Herr Kollege Bajus, ich kann verstehen, dass es bei Ihrer Klientel gut ankommt, wenn Sie von Akteursvielfalt zu sprechen, aber volkswirtschaftlich gehört das wirklich in die Mottenkiste.

(Beifall bei der FDP)

Mit dem Erneuerbare-Energien-Gesetz wird volkswirtschaftlich jeden Tag Geld verbrannt. Einige wenige profitieren davon, aber die große Mehrheit zahlt. Es gehört abgeschafft und nicht auch noch mit dem Hinweis auf seine vermeintlich positiven Effekte gelobt. Das ist die Wahrheit.

Vielen Dank.

(Beifall bei der FDP)

Vielen Dank, Herr Kollege. - Für die SPD-Fraktion rufe ich Herrn Kollegen Becker auf. Bitte!

Frau Präsidentin! Meine Damen und Herren! Liebe Kolleginnen, liebe Kollegen! Herr Dr. Hocker, ich wundere mich immer über Ihre Beiträge zu diesem Thema. Es ist ja wiederkehrend so, dass Sie immer dann an das soziale Gewissen appellieren, wenn nicht Großenergieerzeuger an großen

Strom-, Kohle- oder Atomkraftwerken Geld verdienen, sondern wenn wirtschaftliche Gewinne durch Kleinerzeuger gemacht werden.

Ich glaube, wenn die FDP an dieser Stelle vorgibt, ihr soziales Gewissen zu entdeckten, ist das nicht mehr als pure Heuchelei.

(Beifall bei der SPD und bei den GRÜNEN)

Meine Damen und Herren, Niedersachsen ist das Energieland Nummer eins, und der Anteil der erneuerbaren Energien am Gesamtstromverbrauch liegt in Niedersachsen mit 42 % mittlerweile weit über dem Bundesdurchschnitt.

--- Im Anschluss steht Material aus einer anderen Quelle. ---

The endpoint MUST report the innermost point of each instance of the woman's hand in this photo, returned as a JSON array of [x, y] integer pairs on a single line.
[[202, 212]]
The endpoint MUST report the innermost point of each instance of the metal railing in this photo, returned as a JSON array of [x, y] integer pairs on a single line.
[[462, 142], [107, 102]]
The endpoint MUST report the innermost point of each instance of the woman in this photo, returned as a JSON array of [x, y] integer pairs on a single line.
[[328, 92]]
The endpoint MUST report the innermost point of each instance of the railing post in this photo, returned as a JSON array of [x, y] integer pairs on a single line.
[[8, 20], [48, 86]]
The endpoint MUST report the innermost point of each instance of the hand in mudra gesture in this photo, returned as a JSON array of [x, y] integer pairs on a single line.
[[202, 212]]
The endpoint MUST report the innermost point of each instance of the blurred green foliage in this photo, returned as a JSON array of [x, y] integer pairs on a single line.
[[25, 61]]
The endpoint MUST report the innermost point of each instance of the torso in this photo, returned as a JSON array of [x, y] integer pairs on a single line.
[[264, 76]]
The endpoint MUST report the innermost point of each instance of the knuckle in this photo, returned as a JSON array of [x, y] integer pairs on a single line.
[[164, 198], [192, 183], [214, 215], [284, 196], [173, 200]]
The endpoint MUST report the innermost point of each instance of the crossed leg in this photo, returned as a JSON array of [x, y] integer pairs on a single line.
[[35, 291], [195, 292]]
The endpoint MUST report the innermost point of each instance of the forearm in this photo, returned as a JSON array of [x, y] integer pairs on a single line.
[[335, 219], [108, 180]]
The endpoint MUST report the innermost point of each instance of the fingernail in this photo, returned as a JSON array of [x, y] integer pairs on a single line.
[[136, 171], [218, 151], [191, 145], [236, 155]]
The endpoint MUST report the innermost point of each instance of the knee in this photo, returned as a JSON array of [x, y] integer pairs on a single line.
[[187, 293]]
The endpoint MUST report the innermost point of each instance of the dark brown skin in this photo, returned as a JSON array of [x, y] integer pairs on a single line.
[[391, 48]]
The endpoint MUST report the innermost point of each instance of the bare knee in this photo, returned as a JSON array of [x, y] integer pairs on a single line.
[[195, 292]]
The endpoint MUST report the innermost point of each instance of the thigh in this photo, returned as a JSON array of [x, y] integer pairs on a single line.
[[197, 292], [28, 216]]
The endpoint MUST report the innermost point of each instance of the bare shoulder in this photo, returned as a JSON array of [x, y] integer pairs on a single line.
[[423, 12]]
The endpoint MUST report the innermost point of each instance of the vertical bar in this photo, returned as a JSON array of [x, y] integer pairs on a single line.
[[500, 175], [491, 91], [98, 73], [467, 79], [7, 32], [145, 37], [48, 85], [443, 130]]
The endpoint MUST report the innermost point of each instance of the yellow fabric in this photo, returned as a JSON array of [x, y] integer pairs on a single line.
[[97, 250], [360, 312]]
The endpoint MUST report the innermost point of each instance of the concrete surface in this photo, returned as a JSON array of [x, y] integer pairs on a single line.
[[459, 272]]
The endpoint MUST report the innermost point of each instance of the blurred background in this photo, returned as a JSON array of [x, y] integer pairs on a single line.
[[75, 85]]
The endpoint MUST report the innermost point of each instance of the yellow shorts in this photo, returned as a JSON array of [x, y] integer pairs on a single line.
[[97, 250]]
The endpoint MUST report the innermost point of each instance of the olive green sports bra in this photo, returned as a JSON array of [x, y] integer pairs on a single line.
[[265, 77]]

Die Windenergie hat daran mit 56 % einen überragenden Anteil.

Damit hat die Windenergieerzeugung nicht nur eine klimarelevante, sondern auch eine enorme strukturpolitische und eine wirtschaftspolitische Bedeutung für Niedersachsen, und Niedersachsen kann auch in Zukunft weiter auf die Stromerzeugung aus Windenergie setzen, gerade im Hinblick auf die großen Potenziale, die wir hier bei uns haben.

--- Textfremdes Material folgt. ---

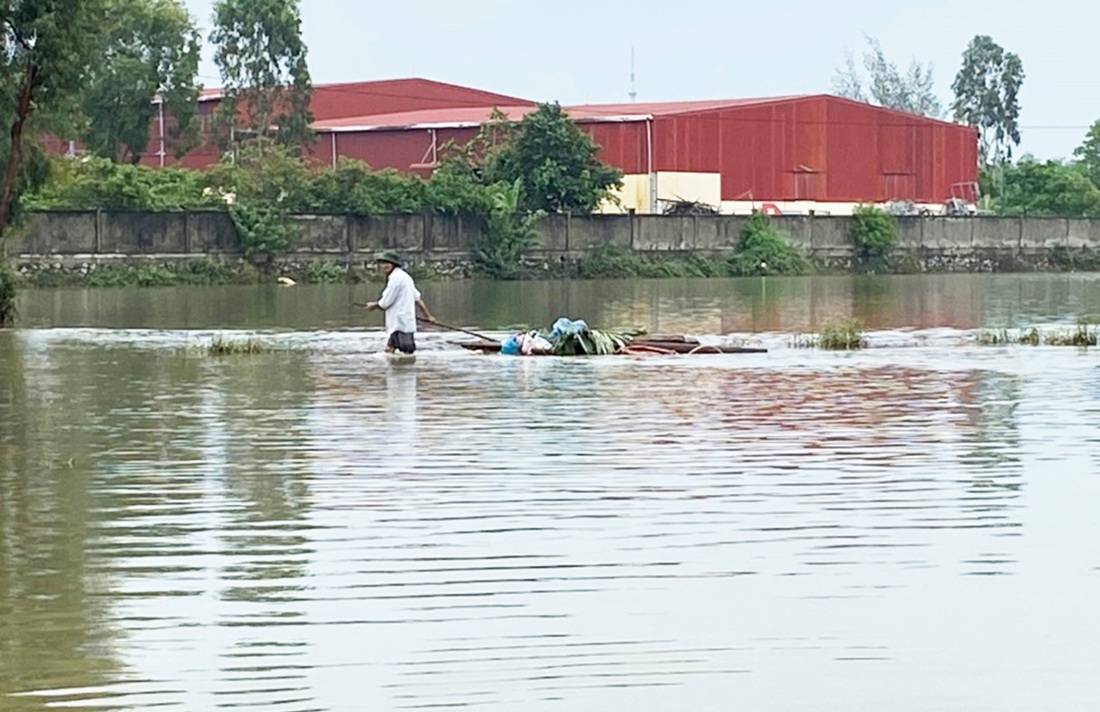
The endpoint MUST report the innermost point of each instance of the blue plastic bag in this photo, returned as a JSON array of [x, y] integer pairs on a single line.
[[564, 326]]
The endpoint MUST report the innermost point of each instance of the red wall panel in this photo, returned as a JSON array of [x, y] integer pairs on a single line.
[[820, 148]]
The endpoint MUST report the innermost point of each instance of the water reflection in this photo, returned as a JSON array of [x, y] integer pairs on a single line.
[[325, 529], [697, 306]]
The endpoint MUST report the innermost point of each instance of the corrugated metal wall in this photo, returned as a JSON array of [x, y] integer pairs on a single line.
[[818, 149]]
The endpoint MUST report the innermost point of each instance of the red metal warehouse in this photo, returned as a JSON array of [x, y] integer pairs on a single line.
[[790, 154]]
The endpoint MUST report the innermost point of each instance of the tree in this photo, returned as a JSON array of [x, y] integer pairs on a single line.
[[557, 164], [1088, 153], [153, 55], [887, 86], [262, 58], [1048, 188], [46, 47], [987, 96]]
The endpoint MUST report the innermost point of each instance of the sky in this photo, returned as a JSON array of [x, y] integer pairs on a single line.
[[579, 52]]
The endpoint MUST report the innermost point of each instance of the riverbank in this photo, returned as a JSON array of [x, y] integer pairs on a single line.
[[152, 249], [154, 271]]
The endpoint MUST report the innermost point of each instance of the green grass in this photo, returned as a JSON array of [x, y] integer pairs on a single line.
[[843, 336], [836, 336], [616, 262], [221, 346], [7, 296], [204, 272], [1086, 333]]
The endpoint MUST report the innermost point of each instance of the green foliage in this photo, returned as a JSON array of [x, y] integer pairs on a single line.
[[1046, 188], [1088, 153], [875, 234], [265, 77], [508, 232], [614, 262], [221, 346], [7, 296], [557, 164], [763, 249], [199, 272], [453, 189], [46, 51], [325, 273], [987, 95], [887, 86], [262, 229], [352, 187], [1084, 335], [153, 51], [99, 184], [843, 336]]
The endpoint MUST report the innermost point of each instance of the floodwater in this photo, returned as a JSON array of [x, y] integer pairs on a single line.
[[910, 527]]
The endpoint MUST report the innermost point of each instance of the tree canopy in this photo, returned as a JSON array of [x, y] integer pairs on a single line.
[[265, 76], [46, 51], [152, 55], [987, 96], [558, 165], [912, 90]]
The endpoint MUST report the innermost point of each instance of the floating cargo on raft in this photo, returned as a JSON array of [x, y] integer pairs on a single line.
[[662, 344]]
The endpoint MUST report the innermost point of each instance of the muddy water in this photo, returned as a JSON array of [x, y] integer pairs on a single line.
[[910, 527]]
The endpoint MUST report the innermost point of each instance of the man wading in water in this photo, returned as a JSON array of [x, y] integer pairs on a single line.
[[400, 300]]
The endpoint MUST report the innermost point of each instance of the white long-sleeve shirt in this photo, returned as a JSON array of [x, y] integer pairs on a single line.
[[398, 299]]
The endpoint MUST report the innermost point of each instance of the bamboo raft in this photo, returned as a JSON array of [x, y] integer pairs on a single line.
[[656, 344]]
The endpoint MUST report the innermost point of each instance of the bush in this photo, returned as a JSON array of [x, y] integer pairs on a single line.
[[615, 262], [262, 229], [763, 249], [508, 232], [843, 336], [875, 234], [325, 273], [7, 296], [353, 187], [98, 184]]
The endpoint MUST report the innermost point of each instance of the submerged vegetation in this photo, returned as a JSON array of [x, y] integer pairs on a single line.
[[761, 249], [836, 336], [1085, 333], [875, 234], [7, 296], [223, 346], [616, 262], [765, 249]]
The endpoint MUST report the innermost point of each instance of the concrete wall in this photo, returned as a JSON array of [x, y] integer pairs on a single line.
[[440, 237]]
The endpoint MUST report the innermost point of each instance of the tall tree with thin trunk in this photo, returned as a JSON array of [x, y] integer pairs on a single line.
[[265, 77], [151, 65], [1088, 153], [912, 90], [987, 96]]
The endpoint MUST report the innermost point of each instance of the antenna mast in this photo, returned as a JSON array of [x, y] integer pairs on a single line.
[[634, 91]]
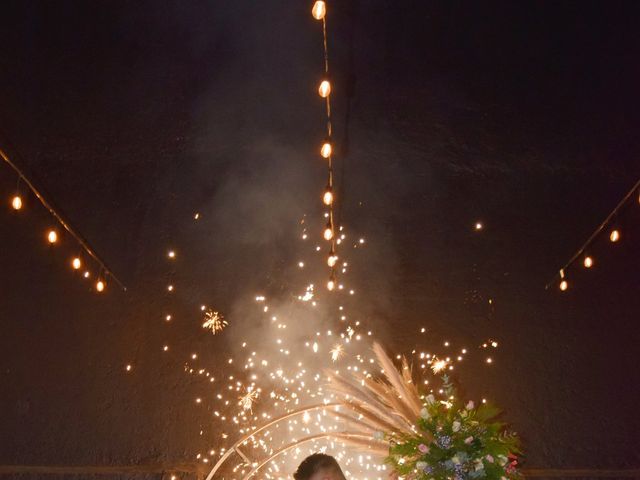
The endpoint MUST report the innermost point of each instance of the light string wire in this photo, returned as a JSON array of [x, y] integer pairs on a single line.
[[329, 201], [104, 269], [562, 272]]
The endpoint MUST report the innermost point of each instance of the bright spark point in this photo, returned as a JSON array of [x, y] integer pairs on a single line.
[[336, 352], [214, 321], [247, 400], [438, 365]]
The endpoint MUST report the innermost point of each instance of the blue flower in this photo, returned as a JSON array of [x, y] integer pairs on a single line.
[[444, 441]]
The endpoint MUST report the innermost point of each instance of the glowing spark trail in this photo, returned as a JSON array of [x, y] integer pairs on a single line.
[[336, 352], [214, 321]]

Die positiven wirtschaftlichen Auswirkungen erstrecken sich natürlich auch auf den Arbeitsmarkt. Im Jahr 2013 waren rund 55 200 Arbeitnehmerinnen und Arbeitnehmer in Niedersachsen in der Erneuerbare-Energien-Branche tätig und nach Branchenstudien des BWE allein 31 190 im Bereich der Windenergie. Das, meine Damen und Herren, verdanken wir nicht nur den kräftigen Windströmungen im Binnen- und Küstenland, sondern das verdanken wir vor allem den kleinen Akteuren, den kleinen Stadtwerken und den Genossenschaftsmodellen, die als Investoren und Betreiber von Windparks für diesen fulminanten Ausbau bei uns gesorgt haben.

Mindestens für Niedersachsen können wir also feststellen, Herr Dr. Hocker, dass das EEG mit seinen wesentlichen Förderprinzipien, dem Einspeisevorrang für Erneuerbare und der festen Einspeisevergütung, zu der Dynamik dieses Ausbaus enorm beigetragen hat.

(Dr. Gero Hocker [FDP]: Da sind wir uns einig!)

Im niedersächsischen Interesse sollte also genau abgewogen werden, wie schnell wir uns von diesem Erfolgsmodell für den Ausbau der erneuerbaren Energien verabschieden wollen; denn die Zweifel, ob der Ausbau erneuerbarer Energien auch mit Ausschreibungsmodellen gelingen kann, sind mehr als berechtigt.

Nach den neuen Leitlinien für staatliche Umweltschutz- und Energiebeihilfen der Europäischen

Kommission soll ab 2017 die Förderung erneuerbarer Energien in der EU ab einer gewissen Projektgröße auf der Basis von Ausschreibungen erfolgen.

Herr Kollege Becker, lassen Sie eine Zwischenfrage des Kollegen Dr. Hocker zu?

Ja, bitte!

Bitte!

Vielen Dank, dass ich diese Zwischenfrage stellen darf. - Ich möchte gerne von Ihnen erfahren, wie Sie es bewerten, dass Ihr Bundeswirtschaftsminister und Parteivorsitzender vor wenigen Wochen angekündigt hat, bei den erneuerbaren Energien eine stärkere Degression einzuführen, und dass er zum Jahr 2017 auch die Direktvermarktung verbindlich vorschreiben will. Wie bewerten Sie das?